Yoav Shechtman
Technion - Israel Institute of Technology
Biophysical Reports Editor
At a cocktail party of non-scientists, how would you explain what you do?
I ruin perfectly good microscopes for a living. My group utilizes the fact that in modern microscopy, there is an extra layer between the human observer and the sample being observed—the computer. This relatively new fact (relative to the history of microscopy) allows for designing novel optical systems that distort images cleverly to encode information in them. This results in images that to the naked eye would seem distorted. The information is then decoded, yielding imaging systems with super-capabilities compared to conventional microscopes. The capabilities we focus on are mainly volumetric and multicolor fluorescence microscopy.
What are you currently working on that excites you?

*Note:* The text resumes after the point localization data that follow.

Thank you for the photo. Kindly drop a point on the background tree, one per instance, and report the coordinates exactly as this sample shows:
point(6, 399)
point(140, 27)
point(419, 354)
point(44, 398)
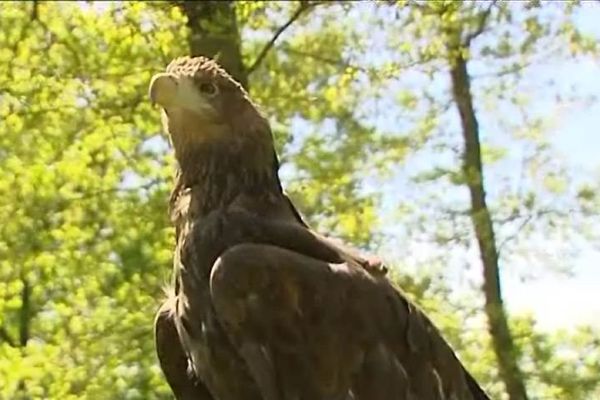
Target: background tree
point(360, 119)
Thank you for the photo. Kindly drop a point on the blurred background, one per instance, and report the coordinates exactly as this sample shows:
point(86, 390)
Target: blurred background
point(364, 100)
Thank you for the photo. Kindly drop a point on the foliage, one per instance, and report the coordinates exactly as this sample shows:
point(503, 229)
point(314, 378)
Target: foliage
point(85, 243)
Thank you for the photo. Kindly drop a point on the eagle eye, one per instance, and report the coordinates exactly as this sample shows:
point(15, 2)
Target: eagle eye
point(208, 88)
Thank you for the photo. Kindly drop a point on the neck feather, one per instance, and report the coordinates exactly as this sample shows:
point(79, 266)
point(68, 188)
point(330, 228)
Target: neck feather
point(216, 174)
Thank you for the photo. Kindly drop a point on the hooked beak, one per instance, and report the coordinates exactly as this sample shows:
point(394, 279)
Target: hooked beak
point(163, 90)
point(170, 92)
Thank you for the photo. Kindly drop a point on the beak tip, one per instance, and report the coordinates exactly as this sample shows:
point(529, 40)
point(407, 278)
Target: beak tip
point(162, 89)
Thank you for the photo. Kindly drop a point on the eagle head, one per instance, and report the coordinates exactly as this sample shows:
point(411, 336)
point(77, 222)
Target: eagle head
point(202, 105)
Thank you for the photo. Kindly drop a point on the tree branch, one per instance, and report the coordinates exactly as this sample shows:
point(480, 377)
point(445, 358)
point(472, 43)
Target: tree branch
point(304, 6)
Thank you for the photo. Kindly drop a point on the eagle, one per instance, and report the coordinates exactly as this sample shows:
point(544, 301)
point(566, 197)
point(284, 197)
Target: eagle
point(262, 307)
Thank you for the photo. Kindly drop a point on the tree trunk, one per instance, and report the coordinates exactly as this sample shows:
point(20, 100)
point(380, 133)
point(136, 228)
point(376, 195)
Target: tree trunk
point(214, 33)
point(484, 230)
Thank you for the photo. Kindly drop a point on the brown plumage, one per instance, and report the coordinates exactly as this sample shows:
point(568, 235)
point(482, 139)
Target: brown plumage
point(262, 306)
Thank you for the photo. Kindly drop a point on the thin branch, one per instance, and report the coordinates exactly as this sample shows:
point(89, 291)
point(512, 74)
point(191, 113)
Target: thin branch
point(516, 233)
point(304, 6)
point(481, 25)
point(6, 337)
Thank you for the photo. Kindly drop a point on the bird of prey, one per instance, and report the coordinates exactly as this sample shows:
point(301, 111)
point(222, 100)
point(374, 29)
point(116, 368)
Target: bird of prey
point(263, 307)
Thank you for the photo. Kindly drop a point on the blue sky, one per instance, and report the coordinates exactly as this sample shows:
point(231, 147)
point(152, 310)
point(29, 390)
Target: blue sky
point(555, 299)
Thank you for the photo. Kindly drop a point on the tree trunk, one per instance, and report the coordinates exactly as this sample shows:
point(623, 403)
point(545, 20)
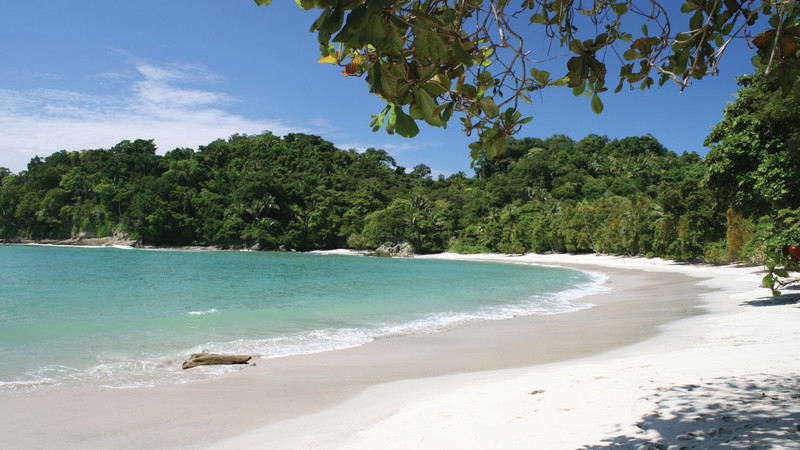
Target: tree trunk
point(204, 359)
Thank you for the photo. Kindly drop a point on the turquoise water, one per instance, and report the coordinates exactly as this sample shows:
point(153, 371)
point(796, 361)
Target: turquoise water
point(128, 317)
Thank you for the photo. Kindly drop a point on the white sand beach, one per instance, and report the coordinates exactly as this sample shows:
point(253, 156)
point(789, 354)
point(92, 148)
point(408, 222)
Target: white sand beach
point(727, 378)
point(673, 356)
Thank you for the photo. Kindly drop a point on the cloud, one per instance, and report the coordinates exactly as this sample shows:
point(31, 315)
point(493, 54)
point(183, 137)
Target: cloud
point(155, 105)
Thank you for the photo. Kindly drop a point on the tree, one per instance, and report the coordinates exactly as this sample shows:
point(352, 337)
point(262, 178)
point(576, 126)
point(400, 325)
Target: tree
point(754, 161)
point(432, 59)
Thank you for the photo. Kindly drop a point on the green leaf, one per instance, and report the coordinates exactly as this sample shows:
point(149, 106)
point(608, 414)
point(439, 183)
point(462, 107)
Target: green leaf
point(427, 105)
point(540, 75)
point(578, 90)
point(560, 82)
point(620, 8)
point(463, 56)
point(489, 107)
point(391, 118)
point(597, 104)
point(524, 120)
point(631, 55)
point(688, 7)
point(405, 125)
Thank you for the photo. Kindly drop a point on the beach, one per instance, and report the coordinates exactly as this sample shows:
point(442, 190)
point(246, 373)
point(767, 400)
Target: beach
point(672, 354)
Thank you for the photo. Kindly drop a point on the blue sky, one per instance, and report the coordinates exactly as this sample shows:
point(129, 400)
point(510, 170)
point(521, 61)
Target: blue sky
point(91, 73)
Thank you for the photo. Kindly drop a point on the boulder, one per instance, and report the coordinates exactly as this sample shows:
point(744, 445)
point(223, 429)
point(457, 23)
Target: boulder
point(403, 250)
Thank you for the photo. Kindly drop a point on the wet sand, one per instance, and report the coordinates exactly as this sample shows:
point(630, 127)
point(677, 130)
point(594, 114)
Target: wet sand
point(349, 398)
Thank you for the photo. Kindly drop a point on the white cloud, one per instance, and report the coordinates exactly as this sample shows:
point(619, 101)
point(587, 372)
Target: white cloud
point(154, 106)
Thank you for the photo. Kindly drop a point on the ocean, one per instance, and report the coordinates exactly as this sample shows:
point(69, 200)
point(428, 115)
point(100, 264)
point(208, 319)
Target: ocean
point(123, 317)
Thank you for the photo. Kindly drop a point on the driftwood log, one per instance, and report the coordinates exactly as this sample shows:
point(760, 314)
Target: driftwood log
point(205, 359)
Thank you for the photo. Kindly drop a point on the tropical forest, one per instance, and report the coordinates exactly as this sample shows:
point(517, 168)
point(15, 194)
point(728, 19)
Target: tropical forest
point(629, 196)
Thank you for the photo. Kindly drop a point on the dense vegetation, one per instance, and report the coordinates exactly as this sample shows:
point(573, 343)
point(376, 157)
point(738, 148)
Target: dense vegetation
point(623, 196)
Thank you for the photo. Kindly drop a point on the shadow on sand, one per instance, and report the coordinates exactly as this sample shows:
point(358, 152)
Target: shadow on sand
point(761, 411)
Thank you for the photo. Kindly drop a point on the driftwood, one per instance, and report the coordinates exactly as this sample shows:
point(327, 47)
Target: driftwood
point(204, 359)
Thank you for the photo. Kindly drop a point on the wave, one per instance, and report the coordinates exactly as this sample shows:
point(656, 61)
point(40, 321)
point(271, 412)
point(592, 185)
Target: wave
point(122, 371)
point(200, 313)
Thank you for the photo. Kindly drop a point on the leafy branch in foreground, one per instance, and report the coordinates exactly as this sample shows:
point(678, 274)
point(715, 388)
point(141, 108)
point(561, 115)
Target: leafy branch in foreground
point(778, 267)
point(432, 59)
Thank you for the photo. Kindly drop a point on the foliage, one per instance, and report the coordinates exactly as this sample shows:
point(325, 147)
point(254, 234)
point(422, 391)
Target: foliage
point(300, 192)
point(754, 165)
point(432, 59)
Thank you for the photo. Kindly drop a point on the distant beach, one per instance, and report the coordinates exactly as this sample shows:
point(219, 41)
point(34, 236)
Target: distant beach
point(673, 354)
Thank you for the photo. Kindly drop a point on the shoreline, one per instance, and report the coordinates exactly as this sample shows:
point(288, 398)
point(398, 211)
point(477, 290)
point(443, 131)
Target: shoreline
point(725, 378)
point(264, 403)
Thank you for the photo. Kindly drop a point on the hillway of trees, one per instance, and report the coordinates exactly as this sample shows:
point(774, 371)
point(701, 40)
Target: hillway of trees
point(626, 196)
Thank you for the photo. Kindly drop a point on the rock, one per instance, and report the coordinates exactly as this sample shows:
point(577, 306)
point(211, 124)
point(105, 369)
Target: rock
point(205, 359)
point(403, 250)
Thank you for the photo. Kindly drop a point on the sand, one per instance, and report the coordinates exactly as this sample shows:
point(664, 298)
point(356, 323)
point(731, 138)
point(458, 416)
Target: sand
point(675, 355)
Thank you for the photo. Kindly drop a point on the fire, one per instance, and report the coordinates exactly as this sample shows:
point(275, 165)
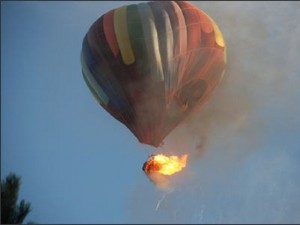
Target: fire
point(165, 165)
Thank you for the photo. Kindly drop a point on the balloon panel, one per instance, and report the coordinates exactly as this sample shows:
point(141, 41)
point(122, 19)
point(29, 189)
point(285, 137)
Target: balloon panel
point(150, 64)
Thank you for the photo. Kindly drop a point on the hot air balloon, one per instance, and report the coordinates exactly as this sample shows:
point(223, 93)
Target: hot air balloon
point(151, 64)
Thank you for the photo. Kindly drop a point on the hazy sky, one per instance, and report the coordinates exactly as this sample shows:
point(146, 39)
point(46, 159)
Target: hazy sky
point(79, 165)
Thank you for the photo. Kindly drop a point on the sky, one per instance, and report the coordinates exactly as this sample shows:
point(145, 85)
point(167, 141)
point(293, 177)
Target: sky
point(79, 165)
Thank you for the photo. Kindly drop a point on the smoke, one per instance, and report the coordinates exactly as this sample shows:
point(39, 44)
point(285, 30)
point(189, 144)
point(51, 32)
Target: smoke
point(242, 145)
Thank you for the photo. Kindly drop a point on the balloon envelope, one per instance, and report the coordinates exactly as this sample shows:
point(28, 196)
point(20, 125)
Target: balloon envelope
point(150, 64)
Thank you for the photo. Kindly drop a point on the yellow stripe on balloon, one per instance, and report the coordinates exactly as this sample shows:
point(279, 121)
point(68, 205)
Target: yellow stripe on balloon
point(120, 25)
point(218, 34)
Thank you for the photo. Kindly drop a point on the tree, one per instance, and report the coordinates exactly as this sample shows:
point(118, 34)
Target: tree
point(11, 212)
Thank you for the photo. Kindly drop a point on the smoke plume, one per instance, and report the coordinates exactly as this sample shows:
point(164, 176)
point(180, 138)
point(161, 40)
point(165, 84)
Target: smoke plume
point(242, 145)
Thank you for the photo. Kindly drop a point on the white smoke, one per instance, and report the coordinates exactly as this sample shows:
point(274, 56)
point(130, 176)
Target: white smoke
point(243, 148)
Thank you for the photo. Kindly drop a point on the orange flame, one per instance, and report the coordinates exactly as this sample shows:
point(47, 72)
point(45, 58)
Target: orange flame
point(164, 164)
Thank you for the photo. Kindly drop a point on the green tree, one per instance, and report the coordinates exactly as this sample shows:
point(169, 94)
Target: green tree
point(11, 212)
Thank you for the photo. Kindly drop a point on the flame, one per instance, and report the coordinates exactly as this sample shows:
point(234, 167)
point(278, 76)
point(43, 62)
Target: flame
point(165, 165)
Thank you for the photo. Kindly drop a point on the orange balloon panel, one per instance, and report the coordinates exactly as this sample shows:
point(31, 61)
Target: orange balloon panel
point(150, 64)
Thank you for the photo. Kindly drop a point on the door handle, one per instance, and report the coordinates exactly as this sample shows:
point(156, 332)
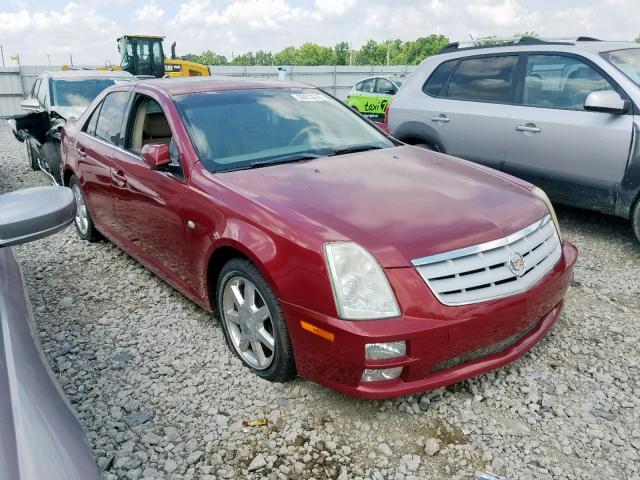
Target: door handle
point(528, 128)
point(119, 178)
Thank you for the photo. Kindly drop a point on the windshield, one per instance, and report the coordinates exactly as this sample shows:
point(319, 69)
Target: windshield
point(627, 61)
point(78, 92)
point(245, 128)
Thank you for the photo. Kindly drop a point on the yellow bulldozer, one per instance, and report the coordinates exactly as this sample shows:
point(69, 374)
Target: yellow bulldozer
point(143, 55)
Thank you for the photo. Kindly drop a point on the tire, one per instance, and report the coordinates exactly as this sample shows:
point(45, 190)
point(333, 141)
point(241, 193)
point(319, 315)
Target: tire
point(83, 221)
point(33, 160)
point(256, 333)
point(635, 219)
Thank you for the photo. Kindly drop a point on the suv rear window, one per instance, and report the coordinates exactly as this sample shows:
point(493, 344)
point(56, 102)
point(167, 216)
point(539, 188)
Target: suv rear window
point(438, 79)
point(486, 79)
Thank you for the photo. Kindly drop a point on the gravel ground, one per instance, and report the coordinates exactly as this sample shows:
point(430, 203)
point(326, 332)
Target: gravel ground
point(160, 395)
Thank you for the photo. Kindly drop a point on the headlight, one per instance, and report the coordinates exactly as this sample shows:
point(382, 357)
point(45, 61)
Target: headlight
point(543, 196)
point(360, 286)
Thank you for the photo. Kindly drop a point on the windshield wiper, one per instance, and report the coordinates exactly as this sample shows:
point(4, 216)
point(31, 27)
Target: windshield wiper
point(287, 159)
point(355, 149)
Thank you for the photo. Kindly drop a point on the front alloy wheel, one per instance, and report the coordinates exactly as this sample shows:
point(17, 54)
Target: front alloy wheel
point(83, 222)
point(248, 321)
point(253, 323)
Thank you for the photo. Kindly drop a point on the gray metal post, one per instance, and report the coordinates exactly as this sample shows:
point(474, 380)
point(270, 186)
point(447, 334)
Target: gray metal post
point(21, 76)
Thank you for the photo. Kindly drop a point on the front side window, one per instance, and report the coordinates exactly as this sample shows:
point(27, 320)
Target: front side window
point(148, 125)
point(111, 115)
point(247, 128)
point(558, 81)
point(487, 79)
point(78, 92)
point(385, 87)
point(627, 61)
point(90, 127)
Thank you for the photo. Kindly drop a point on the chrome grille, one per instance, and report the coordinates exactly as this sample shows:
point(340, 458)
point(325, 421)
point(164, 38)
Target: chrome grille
point(484, 272)
point(483, 351)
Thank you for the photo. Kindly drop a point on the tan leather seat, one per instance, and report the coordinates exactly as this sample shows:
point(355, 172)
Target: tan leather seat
point(156, 129)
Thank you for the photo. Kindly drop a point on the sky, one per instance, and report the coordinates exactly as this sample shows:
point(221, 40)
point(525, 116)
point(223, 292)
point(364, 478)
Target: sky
point(88, 29)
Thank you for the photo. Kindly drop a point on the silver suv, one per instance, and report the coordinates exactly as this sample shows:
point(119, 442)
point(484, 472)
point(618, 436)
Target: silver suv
point(563, 115)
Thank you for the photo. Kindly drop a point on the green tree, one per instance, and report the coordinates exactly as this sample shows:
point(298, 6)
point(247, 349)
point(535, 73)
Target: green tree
point(314, 54)
point(414, 52)
point(263, 58)
point(244, 59)
point(286, 56)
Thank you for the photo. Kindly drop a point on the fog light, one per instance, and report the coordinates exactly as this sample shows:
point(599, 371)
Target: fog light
point(377, 375)
point(377, 351)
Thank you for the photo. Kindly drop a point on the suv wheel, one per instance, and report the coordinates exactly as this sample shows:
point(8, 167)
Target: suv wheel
point(253, 323)
point(33, 159)
point(83, 222)
point(635, 219)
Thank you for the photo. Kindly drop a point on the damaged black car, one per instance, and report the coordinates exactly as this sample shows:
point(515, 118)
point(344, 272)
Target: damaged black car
point(55, 99)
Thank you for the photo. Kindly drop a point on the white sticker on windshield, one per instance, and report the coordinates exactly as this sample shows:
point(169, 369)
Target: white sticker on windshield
point(309, 97)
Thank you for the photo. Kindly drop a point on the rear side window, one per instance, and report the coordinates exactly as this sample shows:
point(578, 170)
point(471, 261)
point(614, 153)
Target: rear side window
point(438, 79)
point(558, 81)
point(111, 115)
point(487, 79)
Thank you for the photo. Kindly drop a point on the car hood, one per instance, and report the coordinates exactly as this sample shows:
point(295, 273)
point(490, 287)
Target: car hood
point(68, 112)
point(400, 203)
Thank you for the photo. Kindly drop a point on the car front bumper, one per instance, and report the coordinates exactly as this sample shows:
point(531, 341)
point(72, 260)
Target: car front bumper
point(444, 344)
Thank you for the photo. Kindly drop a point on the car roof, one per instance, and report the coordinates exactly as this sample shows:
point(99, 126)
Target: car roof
point(592, 46)
point(181, 86)
point(61, 74)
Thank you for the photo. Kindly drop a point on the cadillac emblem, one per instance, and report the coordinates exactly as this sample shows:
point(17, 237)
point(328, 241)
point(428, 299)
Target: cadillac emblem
point(517, 264)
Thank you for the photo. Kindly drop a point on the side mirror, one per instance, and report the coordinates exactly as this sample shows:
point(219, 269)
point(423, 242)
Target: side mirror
point(606, 102)
point(156, 155)
point(33, 213)
point(30, 104)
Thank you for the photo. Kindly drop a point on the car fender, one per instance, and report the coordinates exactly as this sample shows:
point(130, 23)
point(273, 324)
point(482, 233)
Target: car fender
point(419, 130)
point(248, 240)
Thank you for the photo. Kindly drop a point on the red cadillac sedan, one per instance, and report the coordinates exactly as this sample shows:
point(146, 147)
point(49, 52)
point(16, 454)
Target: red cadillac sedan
point(326, 248)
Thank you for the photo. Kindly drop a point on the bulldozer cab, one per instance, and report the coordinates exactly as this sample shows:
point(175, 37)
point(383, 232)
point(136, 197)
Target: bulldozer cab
point(142, 55)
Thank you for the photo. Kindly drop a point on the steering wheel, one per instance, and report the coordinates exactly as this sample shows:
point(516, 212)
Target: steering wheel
point(305, 132)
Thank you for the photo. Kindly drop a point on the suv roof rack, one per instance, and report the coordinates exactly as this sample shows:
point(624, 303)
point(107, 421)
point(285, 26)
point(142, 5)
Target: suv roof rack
point(498, 42)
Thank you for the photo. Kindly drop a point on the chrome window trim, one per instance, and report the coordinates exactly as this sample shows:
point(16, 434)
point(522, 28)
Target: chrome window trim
point(463, 252)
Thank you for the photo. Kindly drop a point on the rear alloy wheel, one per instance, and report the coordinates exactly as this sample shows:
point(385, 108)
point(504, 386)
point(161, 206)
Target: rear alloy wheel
point(635, 219)
point(252, 321)
point(33, 159)
point(83, 222)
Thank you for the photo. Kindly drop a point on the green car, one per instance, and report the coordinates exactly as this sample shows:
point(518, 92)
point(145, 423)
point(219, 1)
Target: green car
point(371, 96)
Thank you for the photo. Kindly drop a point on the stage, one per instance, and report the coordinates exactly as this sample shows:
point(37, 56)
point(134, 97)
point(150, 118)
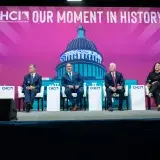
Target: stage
point(86, 132)
point(88, 115)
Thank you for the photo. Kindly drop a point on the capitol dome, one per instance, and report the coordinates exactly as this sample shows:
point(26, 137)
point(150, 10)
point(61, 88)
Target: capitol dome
point(81, 42)
point(82, 53)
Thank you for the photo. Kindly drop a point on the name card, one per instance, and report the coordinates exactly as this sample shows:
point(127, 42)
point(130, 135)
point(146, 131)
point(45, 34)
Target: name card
point(53, 98)
point(138, 97)
point(95, 98)
point(7, 92)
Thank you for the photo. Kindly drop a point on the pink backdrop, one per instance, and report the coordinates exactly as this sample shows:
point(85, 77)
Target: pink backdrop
point(134, 47)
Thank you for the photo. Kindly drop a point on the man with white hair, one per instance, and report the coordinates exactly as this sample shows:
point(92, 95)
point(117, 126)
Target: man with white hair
point(31, 86)
point(114, 83)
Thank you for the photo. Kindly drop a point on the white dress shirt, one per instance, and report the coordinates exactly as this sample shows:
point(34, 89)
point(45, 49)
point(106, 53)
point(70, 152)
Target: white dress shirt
point(33, 74)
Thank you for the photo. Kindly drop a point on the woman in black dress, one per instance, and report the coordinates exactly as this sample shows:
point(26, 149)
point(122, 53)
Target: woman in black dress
point(153, 83)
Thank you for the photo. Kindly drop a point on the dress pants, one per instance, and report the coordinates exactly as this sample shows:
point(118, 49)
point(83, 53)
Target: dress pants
point(73, 100)
point(109, 93)
point(30, 95)
point(155, 90)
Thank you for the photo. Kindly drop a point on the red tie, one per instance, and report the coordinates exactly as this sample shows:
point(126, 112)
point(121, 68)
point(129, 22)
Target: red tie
point(114, 79)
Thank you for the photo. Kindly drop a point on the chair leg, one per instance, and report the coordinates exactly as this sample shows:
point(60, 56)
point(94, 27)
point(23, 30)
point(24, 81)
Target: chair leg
point(19, 104)
point(149, 102)
point(81, 105)
point(38, 104)
point(127, 103)
point(63, 103)
point(105, 103)
point(85, 103)
point(67, 105)
point(42, 104)
point(23, 104)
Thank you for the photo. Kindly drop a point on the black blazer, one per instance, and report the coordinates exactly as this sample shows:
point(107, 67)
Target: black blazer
point(152, 77)
point(119, 80)
point(76, 80)
point(37, 82)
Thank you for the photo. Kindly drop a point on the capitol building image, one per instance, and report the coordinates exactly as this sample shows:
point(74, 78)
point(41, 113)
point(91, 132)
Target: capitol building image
point(82, 53)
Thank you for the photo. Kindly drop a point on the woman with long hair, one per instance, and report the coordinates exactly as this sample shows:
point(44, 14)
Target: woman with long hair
point(153, 83)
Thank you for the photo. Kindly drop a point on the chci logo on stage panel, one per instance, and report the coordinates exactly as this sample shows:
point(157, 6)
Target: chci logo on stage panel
point(137, 87)
point(14, 16)
point(7, 88)
point(94, 88)
point(53, 88)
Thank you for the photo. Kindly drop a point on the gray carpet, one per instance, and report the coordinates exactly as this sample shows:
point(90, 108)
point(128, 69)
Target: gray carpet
point(87, 115)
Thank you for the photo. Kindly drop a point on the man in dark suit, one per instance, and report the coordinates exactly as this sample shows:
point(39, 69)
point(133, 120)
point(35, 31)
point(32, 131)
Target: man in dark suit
point(114, 83)
point(73, 83)
point(31, 86)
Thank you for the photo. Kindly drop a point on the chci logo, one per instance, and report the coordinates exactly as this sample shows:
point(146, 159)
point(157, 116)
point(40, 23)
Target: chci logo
point(7, 88)
point(53, 88)
point(137, 87)
point(94, 88)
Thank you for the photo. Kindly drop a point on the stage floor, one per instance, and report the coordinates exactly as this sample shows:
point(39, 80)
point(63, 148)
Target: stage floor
point(87, 115)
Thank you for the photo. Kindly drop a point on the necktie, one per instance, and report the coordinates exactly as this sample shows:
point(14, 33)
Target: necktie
point(114, 79)
point(70, 76)
point(31, 78)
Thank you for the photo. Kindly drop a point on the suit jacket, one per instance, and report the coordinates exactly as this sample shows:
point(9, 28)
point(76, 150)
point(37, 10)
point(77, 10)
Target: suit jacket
point(76, 80)
point(37, 81)
point(110, 82)
point(152, 77)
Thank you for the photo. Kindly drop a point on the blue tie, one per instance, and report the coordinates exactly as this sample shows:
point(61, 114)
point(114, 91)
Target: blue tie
point(31, 78)
point(70, 76)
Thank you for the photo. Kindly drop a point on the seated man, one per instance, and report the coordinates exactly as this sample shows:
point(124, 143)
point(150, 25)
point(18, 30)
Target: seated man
point(73, 83)
point(31, 86)
point(114, 83)
point(153, 83)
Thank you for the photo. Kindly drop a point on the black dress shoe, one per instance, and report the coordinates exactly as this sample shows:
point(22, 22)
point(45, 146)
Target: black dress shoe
point(158, 109)
point(120, 109)
point(28, 107)
point(110, 109)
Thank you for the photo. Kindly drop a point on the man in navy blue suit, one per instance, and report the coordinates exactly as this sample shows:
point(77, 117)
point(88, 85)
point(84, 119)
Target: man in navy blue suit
point(114, 83)
point(73, 83)
point(31, 86)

For the last several years, my group has been using deep learning to solve various microscopy challenges. These include applications in image analysis, such as super-resolution localization microscopy at high density in two dimensions and three dimensions, single-particle diffusion characterization, multicolor imaging, and more; but perhaps the most exciting is neural-net–based optical system design—namely, using algorithms to design the optical system itself such that the measurements are maximally informative. In principle, automated system design frees us from the boundaries of our own human imagination and from falling into local design minima that are sometimes the result of tradition. Of course, algorithmic design has its own limitations, and a human in the loop is still necessary for sanity checks and for some direction of the design process, although we try to let the algorithms “run loose” as much as possible. We are currently pursuing various ways to algorithmically design different application-specific optical systems.